Audio without callback

Apparently there is a plan to remove the callback audio API in SDL3.

I have a game that I have been working on for many years, on and off. It still uses SDL 1.2 but when it’s ready I will probably update it to use SDL 2 or 3.

I have created a little “sound language” which allows me to create simple sound effects and music. For the music many parts are repeated so instead of just generating all samples as a long array I instead have something that is more like an array of pointers to array of samples (these can be as short as a single musical note but could also be longer). On a higher level, background music often have an introduction followed by a part that is repeated infinitely. At any point I might want the music to fade away. I even have the ability to cross fade the background music to a slightly different version that might use different “instruments”, different octave, different speed, etc. so that it continues from the exact same position in the music flawlessly.

The above works fine using the current callback API, but would it work without it (efficiently, without additional delay)? Would I perhaps be better off using another library for the audio once I upgrade to SDL 3?

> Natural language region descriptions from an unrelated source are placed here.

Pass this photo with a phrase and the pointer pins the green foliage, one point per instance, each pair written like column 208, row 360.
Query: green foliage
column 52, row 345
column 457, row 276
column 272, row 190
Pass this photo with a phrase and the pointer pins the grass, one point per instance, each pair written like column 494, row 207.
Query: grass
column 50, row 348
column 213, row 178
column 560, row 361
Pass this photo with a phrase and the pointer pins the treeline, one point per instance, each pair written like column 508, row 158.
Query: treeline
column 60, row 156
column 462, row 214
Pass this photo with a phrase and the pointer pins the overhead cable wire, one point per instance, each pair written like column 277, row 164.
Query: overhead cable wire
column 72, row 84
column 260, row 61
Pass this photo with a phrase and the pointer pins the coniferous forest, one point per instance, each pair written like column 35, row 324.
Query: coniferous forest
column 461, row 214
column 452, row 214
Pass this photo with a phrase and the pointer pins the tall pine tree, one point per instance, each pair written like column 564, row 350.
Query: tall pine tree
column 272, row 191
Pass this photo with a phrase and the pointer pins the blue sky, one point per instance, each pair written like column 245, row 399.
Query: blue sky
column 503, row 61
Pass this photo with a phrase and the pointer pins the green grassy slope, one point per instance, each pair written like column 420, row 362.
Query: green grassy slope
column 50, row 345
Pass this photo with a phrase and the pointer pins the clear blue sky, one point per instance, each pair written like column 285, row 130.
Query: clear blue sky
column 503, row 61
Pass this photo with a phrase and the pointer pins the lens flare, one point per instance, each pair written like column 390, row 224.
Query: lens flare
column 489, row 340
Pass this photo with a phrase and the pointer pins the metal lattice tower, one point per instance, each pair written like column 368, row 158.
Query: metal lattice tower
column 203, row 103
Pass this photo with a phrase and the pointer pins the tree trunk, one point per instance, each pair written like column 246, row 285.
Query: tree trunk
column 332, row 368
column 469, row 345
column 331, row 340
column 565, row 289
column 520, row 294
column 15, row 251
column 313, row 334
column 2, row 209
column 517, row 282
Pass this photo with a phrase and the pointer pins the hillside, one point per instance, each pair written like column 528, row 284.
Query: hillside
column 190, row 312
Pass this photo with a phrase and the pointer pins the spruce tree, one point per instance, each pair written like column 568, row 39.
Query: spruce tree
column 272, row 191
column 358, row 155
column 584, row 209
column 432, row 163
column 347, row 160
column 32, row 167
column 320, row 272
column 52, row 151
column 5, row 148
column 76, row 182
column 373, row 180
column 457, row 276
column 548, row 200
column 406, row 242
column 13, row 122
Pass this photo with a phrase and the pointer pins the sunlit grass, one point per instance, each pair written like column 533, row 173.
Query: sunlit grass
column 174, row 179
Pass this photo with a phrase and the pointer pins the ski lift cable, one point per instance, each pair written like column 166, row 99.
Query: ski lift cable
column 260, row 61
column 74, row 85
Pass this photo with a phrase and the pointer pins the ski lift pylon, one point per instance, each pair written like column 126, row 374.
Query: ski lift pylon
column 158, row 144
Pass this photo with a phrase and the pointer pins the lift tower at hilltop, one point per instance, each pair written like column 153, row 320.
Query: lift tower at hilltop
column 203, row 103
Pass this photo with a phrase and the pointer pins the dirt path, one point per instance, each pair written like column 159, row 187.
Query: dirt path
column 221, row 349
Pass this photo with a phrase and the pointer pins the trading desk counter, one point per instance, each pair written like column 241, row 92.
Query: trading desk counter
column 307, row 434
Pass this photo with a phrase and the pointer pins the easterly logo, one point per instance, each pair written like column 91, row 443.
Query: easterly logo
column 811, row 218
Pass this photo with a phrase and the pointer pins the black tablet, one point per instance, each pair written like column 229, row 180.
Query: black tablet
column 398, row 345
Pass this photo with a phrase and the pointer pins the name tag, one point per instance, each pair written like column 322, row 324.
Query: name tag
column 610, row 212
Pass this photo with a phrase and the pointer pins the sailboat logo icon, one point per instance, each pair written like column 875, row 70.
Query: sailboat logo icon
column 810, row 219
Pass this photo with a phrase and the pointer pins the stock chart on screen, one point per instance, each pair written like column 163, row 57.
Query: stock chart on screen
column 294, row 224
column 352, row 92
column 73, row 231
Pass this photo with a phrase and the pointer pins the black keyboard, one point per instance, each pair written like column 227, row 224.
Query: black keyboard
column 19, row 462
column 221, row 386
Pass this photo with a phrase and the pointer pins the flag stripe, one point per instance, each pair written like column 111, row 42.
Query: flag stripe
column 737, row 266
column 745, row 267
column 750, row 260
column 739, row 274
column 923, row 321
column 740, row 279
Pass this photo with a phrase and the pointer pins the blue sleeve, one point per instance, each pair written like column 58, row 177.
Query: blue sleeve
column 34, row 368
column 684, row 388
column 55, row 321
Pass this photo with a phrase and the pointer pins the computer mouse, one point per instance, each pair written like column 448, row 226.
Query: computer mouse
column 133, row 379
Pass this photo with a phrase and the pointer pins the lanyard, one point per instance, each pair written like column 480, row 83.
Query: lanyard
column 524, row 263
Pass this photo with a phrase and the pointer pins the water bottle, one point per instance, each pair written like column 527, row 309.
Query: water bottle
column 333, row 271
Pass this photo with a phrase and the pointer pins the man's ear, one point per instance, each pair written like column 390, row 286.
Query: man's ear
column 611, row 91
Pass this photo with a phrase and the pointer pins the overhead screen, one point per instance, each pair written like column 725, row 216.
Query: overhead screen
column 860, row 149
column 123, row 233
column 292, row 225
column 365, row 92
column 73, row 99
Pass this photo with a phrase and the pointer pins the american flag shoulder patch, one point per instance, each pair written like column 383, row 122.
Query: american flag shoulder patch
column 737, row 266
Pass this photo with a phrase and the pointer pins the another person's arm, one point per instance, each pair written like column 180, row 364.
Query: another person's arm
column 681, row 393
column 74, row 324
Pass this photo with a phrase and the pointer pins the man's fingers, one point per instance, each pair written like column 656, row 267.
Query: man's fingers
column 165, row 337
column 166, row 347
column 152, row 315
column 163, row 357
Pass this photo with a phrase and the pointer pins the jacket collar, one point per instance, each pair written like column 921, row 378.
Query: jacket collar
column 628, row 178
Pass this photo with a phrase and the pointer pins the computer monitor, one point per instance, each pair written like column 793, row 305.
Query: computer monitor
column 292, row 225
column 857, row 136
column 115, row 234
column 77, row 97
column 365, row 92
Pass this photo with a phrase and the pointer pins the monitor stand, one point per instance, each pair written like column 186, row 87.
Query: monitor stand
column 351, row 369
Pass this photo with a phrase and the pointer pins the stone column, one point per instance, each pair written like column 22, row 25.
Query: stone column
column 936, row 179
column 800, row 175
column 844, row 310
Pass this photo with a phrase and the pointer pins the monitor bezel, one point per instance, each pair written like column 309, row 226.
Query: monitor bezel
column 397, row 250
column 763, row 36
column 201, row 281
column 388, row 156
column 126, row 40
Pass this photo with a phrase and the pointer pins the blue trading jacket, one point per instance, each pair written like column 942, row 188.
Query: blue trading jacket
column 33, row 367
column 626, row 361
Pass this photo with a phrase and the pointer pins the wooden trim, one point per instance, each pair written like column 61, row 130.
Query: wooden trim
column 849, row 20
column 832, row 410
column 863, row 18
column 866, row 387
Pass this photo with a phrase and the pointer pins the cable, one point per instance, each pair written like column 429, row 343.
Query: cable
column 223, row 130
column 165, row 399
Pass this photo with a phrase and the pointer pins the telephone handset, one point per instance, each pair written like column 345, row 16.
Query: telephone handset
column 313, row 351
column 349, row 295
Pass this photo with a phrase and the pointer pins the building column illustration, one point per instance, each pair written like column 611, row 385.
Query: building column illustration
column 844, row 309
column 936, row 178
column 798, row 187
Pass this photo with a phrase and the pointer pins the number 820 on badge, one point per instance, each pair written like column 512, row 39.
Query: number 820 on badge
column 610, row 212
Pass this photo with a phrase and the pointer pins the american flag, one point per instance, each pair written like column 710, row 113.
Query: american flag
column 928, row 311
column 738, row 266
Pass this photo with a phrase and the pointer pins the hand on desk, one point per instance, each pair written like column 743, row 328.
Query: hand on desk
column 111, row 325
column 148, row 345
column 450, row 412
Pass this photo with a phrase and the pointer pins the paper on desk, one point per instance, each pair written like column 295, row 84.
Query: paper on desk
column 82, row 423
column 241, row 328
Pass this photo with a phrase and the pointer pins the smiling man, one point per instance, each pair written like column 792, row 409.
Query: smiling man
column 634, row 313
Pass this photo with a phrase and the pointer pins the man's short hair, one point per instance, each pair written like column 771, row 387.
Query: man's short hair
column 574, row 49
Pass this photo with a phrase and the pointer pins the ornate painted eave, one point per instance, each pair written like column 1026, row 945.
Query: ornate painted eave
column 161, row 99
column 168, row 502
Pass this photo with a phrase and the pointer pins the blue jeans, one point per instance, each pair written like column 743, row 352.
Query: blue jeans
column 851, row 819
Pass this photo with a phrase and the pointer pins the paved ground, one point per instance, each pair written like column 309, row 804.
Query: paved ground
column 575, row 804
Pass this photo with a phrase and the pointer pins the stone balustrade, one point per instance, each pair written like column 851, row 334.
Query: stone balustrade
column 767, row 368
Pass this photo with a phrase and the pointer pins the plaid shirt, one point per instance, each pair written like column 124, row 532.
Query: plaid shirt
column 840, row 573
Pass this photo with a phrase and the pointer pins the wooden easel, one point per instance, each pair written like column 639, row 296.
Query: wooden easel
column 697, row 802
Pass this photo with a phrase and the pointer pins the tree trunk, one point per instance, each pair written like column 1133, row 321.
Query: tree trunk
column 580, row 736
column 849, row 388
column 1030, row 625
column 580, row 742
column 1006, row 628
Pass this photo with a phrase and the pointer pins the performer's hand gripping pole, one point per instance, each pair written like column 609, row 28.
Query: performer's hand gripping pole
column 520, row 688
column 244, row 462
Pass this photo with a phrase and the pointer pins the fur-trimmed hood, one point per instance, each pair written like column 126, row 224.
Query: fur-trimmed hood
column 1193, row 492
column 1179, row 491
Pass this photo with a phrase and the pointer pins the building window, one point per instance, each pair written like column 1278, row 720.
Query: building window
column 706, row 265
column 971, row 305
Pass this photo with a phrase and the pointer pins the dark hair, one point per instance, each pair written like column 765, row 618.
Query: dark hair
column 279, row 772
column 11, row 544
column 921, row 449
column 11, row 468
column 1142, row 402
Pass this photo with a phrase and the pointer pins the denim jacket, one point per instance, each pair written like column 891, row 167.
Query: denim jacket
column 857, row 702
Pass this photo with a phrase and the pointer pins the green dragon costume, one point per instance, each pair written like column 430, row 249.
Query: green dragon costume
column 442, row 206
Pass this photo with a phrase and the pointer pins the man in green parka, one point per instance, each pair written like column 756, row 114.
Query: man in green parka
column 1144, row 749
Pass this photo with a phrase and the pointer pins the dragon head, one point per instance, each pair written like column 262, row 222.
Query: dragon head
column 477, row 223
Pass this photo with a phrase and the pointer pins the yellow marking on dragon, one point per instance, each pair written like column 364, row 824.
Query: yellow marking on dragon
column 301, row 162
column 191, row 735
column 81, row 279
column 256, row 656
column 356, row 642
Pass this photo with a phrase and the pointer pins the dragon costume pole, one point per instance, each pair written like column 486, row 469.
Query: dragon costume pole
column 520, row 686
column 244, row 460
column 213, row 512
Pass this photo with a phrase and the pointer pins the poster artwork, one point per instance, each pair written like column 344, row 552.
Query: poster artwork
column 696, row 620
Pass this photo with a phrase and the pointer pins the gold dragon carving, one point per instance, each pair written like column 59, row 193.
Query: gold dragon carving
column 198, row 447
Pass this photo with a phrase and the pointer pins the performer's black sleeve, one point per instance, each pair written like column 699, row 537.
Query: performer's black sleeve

As far as I understand, SDL 3 will use SDL_AudioStream. I have no experience with that but I see that it has a function named SDL_AudioStreamPut to add samples. So maybe I could use this to essentially implement my own callback, but wouldn’t that be less efficient? Note that I’m not interested in the conversion aspect of SDL_AudioStream. If the format changed at runtime I would rather prefer to regenerate the samples.

To be clear, this is still just an idea, and we haven’t actually removed the callback from SDL3 yet. But we might, and if we do, we’ll provide a single-header library that one can drop into their project that will spin a thread and call an app’s callback, managing the AudioStream for you.

I don’t expect latency to be worse in a measurable way in the new system; more or less, it works the same way behind the scenes. The difference is you just feed audio to the stream as you have it and we consume it as we need it, instead of the callback demanding you give us an exact amount more right now.

Assuming you don’t use the single-header library that continues to provide a callback, the change in your app would be to just generate a little more sound on each frame (or send a new block of audio every X milliseconds, or query the stream to see what’s queued and decide if you want to top it off with more data).

Thanks for the reply. It sounds reassuring when you explain it like that.

Interesting. As long as it works well, this is probably the easiest way that will require the least amount of change.

I guess there is a lot more going on behind the scenes than I realized.

From my perspective it’s more like I make it available as it is needed. I don’t want to make it available too early because that would delay the start of new sounds, etc. I also don’t want to make it available too late and risk missing the deadline. With the current API we also make this trade-off when deciding a suitable size for the sample buffer.

So I could do this from the main thread? I think I can see some advantages with that approach and it’s nice not having to deal with different threads unnecessarily.

However, If I am responsible for doing this myself I would worry about the pace that I provide the sound samples in and about staying in sync.

For example, If I add samples at a fixed rate but gets delayed and end up adding many samples at once after missing the deadline, then I think the latency would become bigger (since the amount of data in the stream will now be bigger), unless SDL somehow accounts for this and drops samples that come in too late. The same might also happen if SDL and/or the backend doesn’t manage to keep up the pace for whatever reason.

On the other hand, the fact that the latency is increased when the deadline is missed might actually be a good thing since it makes it less likely to happen again, but only up to a certain point.

This sounds like it might be the best approach (if not using the callback lib).

If the sample rate is 44100 and I decide that an acceptable latency is 100 ms* then I guess I could just call SDL_AudioStreamAvailable to figure out how many samples there are and fill it up so that there are (at least) 4410 samples after each frame update.

I understand there will probably be some additional latency due to how SDL handles it behind the scenes.

On second thought this might not be a good idea because some rare actions (saving, loading, changing level, etc.) might take more than the usual frame time so I think I would still need to call this from a separate thread.